Motoring: 2012 Subaru Impreza makes an impression
However, with each generation, the Impreza is looking more and more mainstream. That is obviously to attract a larger audience, but has Subaru diluted their formula too much to appeal to the Subaru purists?
To find out, I was invited by Subaru Canada to test their latest offering at an event, and a few weeks later I got to spend a week with one to see what it's all about.
What I discovered is this; the styling is much cleaner than before, so it won't make people cringe when they see it (some past Subaru designs have been a bit ugly). However, it now looks like it could be any car from any manufacturer. So when you see the new Impreza, in either the sedan or hatchback form, it won't jump out at you as a Subaru. Is it bland to look at? Yes, maybe just a little bit.
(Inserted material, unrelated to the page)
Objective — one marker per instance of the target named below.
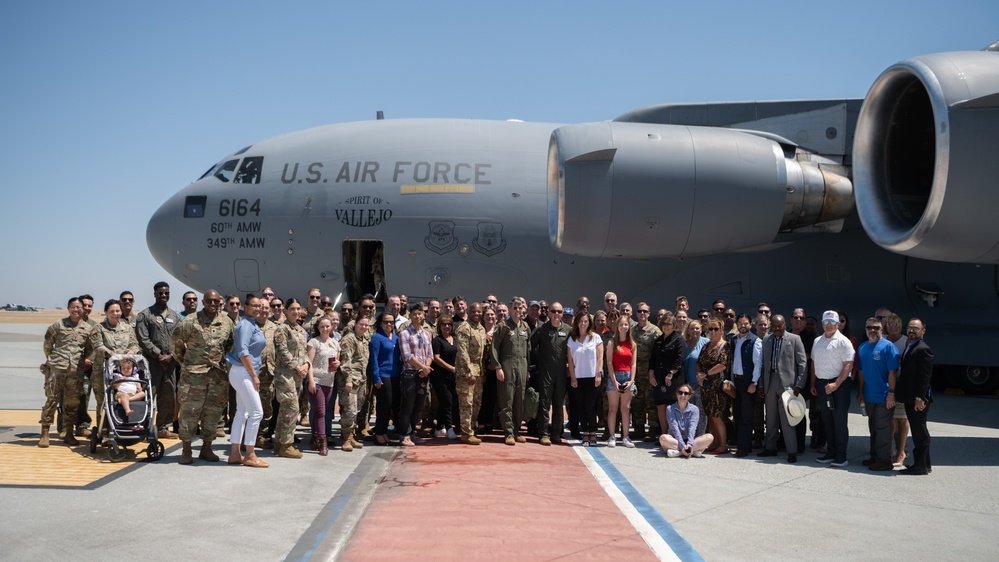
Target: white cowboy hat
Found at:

The interior is better than it used to be. It's still very much made from plastic, but the quality of the material now used at least looks nicer than it used to. I also find all the placement of switches and gadgets to be at a better spot than before, and the seats are very comfortable — something the Impreza was always good at.
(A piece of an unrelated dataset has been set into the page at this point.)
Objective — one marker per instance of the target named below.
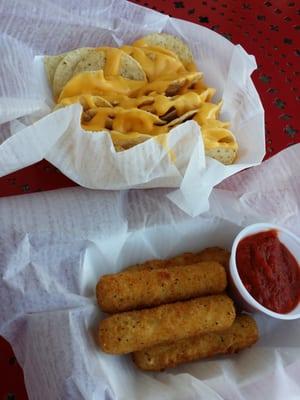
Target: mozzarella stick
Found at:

If there is a complaint about this interior, it is regarding wind and tire noise. The culprit for the extra wind noise is the humongous door mirrors, which allow you to see around you better, but create more drag. The tire noise issue is not too bad, and perhaps Subaru should have used more sound-deadening materials to dampen the noise. But trust me, spend a few days with one, and you'll get used to this.
What you (or at least I) will never get used to is the new CVT automatic gearbox. Why, Subaru? Why did you junk a perfectly good five-speed automatic gearbox in exchange for a lousy CVT?
Subaru will tell you they did it in the quest to improve fuel economy, but honestly, the difference is too small to validate the sacrifice. I noted 9.8 litres/100km on a city and highway run, which, while not bad, is not great, either.
Thankfully, however, you can still buy one with a five-speed manual gearbox. This is the gearbox I had on my tester, and is the much better option to pick. With the manual, you can use the new 2.0-litre, four-cylinder, boxer engine much better, and utilize all its 148 hp and 145 lb/ft of torque.
The CVT can come with paddle shifters, but I find they are useless. If you're buying an Impreza, buy the manual. If you don't know how to drive a manual, then learn how to.
Use the manual well and you'll be rewarded with a car that is not only decently quick, but one that also sounds good. These boxer engines do have an appealing snorty, growling characteristic that would appeal to those who like cars and understand mechanical engineering.
Everyone will appreciate its all wheel drive system. During the week I had the car, there was a fair bit of snow on the ground. Did that upset the Impreza? Not one bit. On a slushy, slippery, cold day, this car behaved better than some cars do on a dry summer's day. If you value traction, you'll like the Impreza.
As for handling, the new car seems a bit softer than the outgoing model, but it is still enjoyable on a twisty road. It's a more entertaining car than most of its competitors, and that is why most people bought the Impreza in the past in the first place.
Now you can get into an Impreza for less than you used to; the base model sedan starts at just $19,995. The five-door hatchback is $900 more.
If you're looking to buy a compact- segment car, the new Impreza might not be as unique as it once was, but it's still better than some of its competitors, and thus should be placed very high on your shopping list.